Summary
Joannis van Loon, Hendrik van Loon: My friend Rembrandt
»The public does not understand my intentions at all... they laugh mockingly and say: 'He is not an artist by trade, he does not take his art seriously and does not paint things as we see them.'
May God preserve me to see things through their eyes. They can and they will let me starve, but they will not rob me of my conviction that I am right and they are wrong. Anyone can paint things as they are. But to paint things as they exist only in assumption - that, dear doctor, is the task that makes life interesting... because it is not so much about what one sees, but how one sees. A good artist can feel a deeper urge by looking at a slaughtered ox in some ordinary butcher shop, than a bad artist by seeing a dozen churches in the very birthplace of Raphael.
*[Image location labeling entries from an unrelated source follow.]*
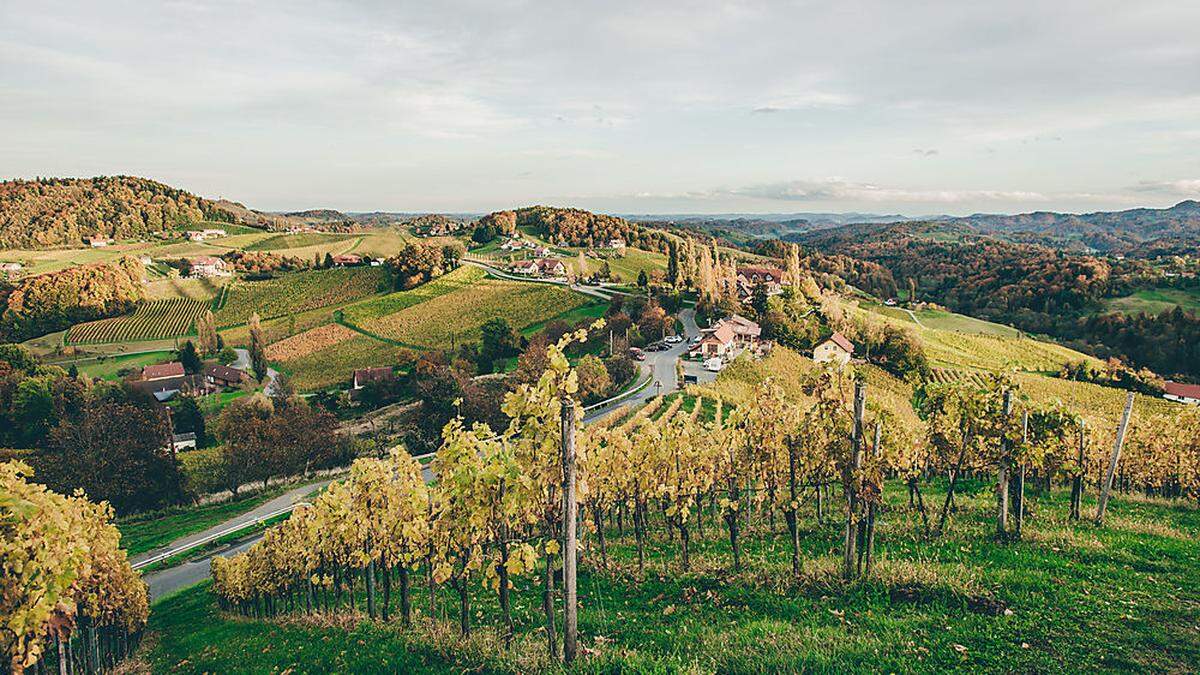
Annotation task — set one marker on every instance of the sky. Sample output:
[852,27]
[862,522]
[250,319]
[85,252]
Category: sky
[873,106]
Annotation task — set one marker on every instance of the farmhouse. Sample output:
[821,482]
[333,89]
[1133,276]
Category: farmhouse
[162,381]
[209,266]
[347,260]
[367,375]
[837,348]
[1182,393]
[221,376]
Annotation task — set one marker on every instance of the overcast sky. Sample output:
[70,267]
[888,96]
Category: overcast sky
[880,106]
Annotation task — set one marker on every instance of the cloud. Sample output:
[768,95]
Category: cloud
[1183,187]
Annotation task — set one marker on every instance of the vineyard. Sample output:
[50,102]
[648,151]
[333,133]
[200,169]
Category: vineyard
[667,490]
[298,292]
[70,599]
[456,316]
[307,342]
[153,320]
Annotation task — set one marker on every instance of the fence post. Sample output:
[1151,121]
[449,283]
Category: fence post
[570,513]
[1107,489]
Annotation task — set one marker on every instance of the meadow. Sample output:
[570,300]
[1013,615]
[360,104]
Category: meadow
[153,320]
[298,292]
[1125,597]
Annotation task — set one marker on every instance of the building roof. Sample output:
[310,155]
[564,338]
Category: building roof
[723,333]
[771,273]
[223,371]
[843,342]
[372,374]
[547,264]
[173,369]
[1182,390]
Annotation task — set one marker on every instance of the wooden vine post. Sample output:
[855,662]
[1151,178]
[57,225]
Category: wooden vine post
[570,544]
[850,545]
[1077,485]
[1107,488]
[1006,455]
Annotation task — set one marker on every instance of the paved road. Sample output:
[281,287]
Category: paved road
[243,363]
[661,366]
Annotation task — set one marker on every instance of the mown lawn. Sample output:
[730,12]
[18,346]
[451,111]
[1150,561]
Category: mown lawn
[1069,597]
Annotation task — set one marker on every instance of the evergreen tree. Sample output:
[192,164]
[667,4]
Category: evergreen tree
[257,347]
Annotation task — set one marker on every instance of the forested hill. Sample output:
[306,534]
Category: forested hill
[65,211]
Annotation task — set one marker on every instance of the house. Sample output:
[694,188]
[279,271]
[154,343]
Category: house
[347,260]
[369,375]
[525,267]
[163,381]
[751,276]
[1182,393]
[162,371]
[550,267]
[837,348]
[719,342]
[221,376]
[208,266]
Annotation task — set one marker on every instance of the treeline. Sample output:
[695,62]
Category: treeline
[1032,287]
[36,305]
[64,211]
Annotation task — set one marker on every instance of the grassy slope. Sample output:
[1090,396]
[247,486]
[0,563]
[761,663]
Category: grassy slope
[1126,597]
[1155,300]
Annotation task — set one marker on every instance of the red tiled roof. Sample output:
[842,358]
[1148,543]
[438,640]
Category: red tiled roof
[841,341]
[173,369]
[1182,390]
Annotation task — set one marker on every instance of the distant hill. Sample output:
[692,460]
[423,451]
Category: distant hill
[65,211]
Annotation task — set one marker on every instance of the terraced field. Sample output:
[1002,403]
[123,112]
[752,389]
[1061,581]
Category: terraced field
[457,315]
[153,321]
[298,292]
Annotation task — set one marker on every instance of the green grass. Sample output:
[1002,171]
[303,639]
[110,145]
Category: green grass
[1120,598]
[148,532]
[108,368]
[298,292]
[1156,300]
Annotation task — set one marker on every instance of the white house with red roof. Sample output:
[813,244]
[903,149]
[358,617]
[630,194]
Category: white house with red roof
[1182,393]
[835,350]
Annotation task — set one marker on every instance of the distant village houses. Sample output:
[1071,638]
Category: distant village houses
[208,266]
[1182,393]
[835,350]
I cannot paint differently than what I paint. I stick to my way of painting and I will stick to it until I go to the almshouse or lie down in the grave. Then you can put a tombstone on me with the inscription: 'Here rests a madman'.«
The mentioned Rembrandt quote is just a hint that gives an idea of how many interesting thoughts of the painter and details from his life are in this book. Because it was written by his contemporary, Joannis van Loon, a doctor and friend with whom he spent the last thirty years of his life. This "first-hand" testimony was prepared for the press by the distinguished historian and writer Hendrik van Loon, the doctor's, as he states, "descendant in the ninth generation".
About Rembrandt himself, we can only say here that he lived in the land of windmills, a difficult and unenviable life, without money, recognition and understanding, fighting windmills in people's heads all his life. And today? The painting "Night Watch", for example, which was once rejected and the subject of ridicule, is now the subject of study and admiration, and is one of the greatest Dutch cultural and tourist values, and its author is generally recognized as one of the greatest, most influential, most distinctive, most important, most ingenious, most... painters in the history of art and in general one of the greatest people in the history of mankind. What else to add? Perhaps another opinion about Rembrandt from this excellent biography: "When he gave in to his dreams, he lost everything he had - and he also gained everything."